It was not cold, and I would think regulator maintenance wouldn't be the likely culprit since it happened with 3 different operators, all in different countries. But whatever the cause may be, if I have this happen again, what should I do? Our DM/Instructor seemed to slap the mouthpiece against their palm to get it to stop. On one occasion (maybe 2) this didn't work, and they turned the valve off and on to get thee regulator working again. One time, they swapped out the regulator.

Is this a problem that people have a "quick fix" for (ie. is tapping the mouthpiece a standard routine?), or is this a more serious problem? Since I don't want to rely on my DMs to fix these glitches for me, I'd like to know what the SOP should be under these circumstances.

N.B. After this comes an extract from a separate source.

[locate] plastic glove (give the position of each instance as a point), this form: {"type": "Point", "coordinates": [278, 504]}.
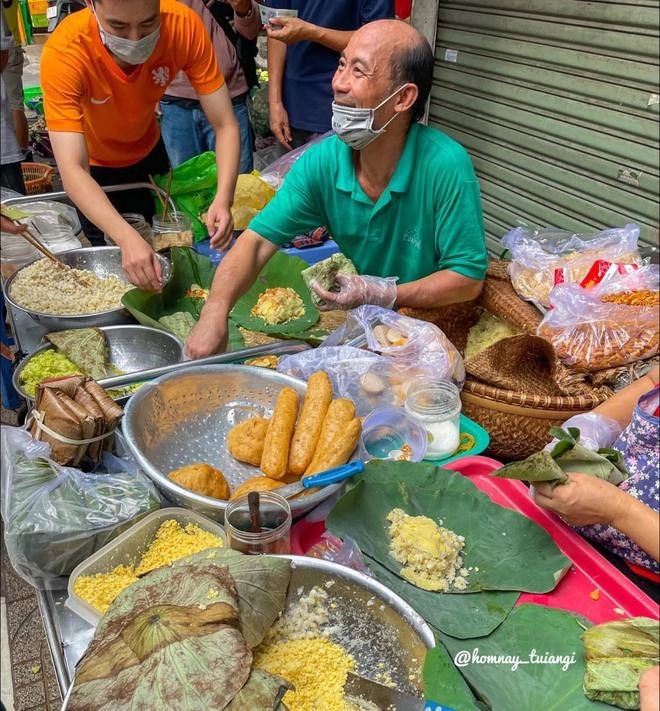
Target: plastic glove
{"type": "Point", "coordinates": [596, 430]}
{"type": "Point", "coordinates": [357, 290]}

Also, have I just been unlucky in experiencing a serious problem so often (relatively speaking) or is this a common, minor problem that people deal with all the time and resolve in a few seconds?

First check you reg on land, if it is not working on land it is not going to work on the boat. The perfectly adjusted reg will breath very easy on land but not free flow. In the water it should free flow with the mouth piece facing up but it should stop when you point the mouth piece down. This is how you want your primary 2nd stage set not your octo, that should be set a little harder to breath as you do not want it to free flow during your dive. If it free flows more then that you can take the cover off and adjust the nut that holds the demand valve lever in place. In the case of free flowing loosen the nut a quarter turn and try the reg again. If it still free flows try loosening it another quarter turn and so on until you get the right adjustment. If this does not work then you have a parts problem and in the case of rented gear you will not have spare parts to fix it. The attached is a very simple view of how the second stage works. If you get to the point where you want to buy your own reg I would suggest the HOG as it was made to be easily serviced by the diver and HOG has courses to teach you exactly how to do that.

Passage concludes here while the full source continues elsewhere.